Experts Proclaim Stingray Deaths to be Very Rare and Agonising.
Experts reacting to the tragic death of Australia’s “Crocodile Hunter” Steve Irwin. have stated that deaths from the barb of a stingray are almost unheard of.
Dr Bryan Fry, deputy director of the Australian Venom Research Unit at the University of Melbourne, said stingray venom was “extraordinarily painful”.
“If he was conscious he would have been in agony,” Fry said,
Fry said stingray venom was a defensive weapon similar to that in stone fish but was not lethal. Serrated barbs on the stingray’s tail would have delivered the fatal injury, he said.
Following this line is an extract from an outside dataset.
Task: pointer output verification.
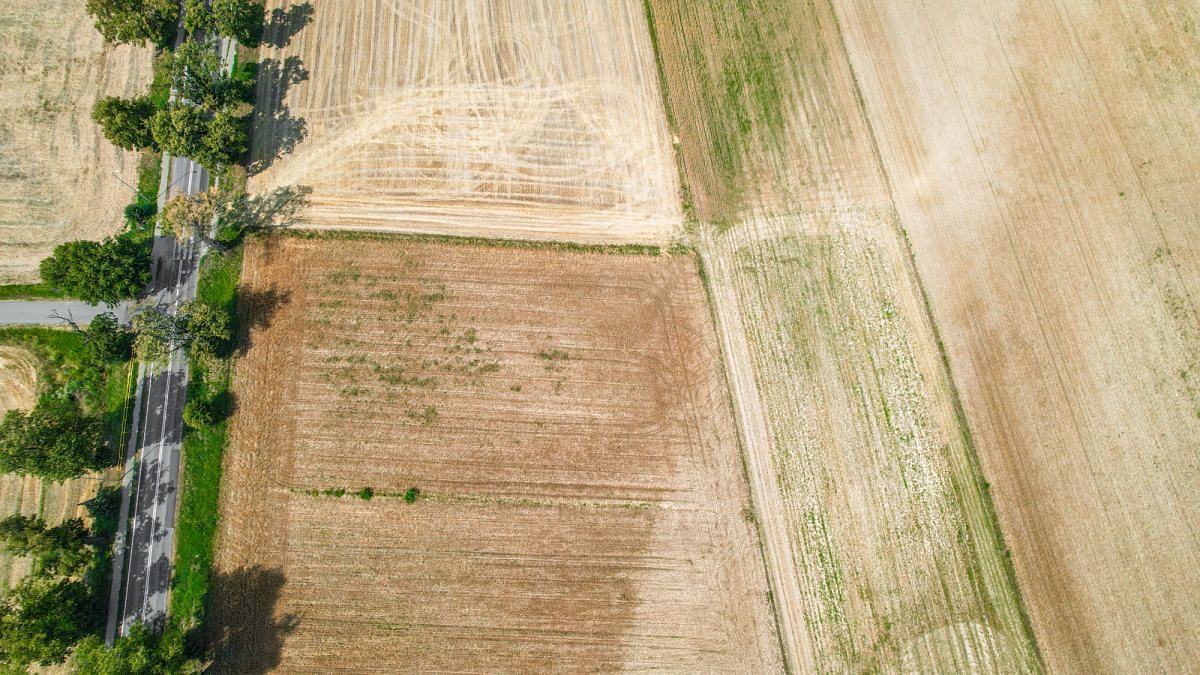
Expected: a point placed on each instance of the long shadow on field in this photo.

“It’s not the going in, it’s the coming out,” Fry said.
“They have these deep serrations which tear and render the flesh as it comes out,” he said.
The barbs on stingray’s tails can measure up to 20 cm.
Clinical toxicologist Dr Geoff Isbister said little is known about stingray venom but agreed the physical trauma associated with the wound would have killed Irwin.
“What happened to Steve Irwin is like being stabbed in the heart,” Isbister said.
Injuries caused by stingrays are relatively common but fatalities are extremely rare, with experts saying there are only one or two known cases in recorded Australian history.
There have only been two recorded fatalities in the last Century in Australia, one death in the 40’s in Melbourne, and the death of a young aboriginal boy.
“The majority of stingray injuries in Australia result from people stepping on them in shallow water and getting a stingray barb in the ankle,” Isbister said.
These barbs on their long tails allow the placid stingrays to protect themselves from predators, such as killer whales and sharks.
“I have never heard of an unprovoked attack from a stingray,” Connell said. “Such attacks usually only happen when the ray is under severe stress,” he said.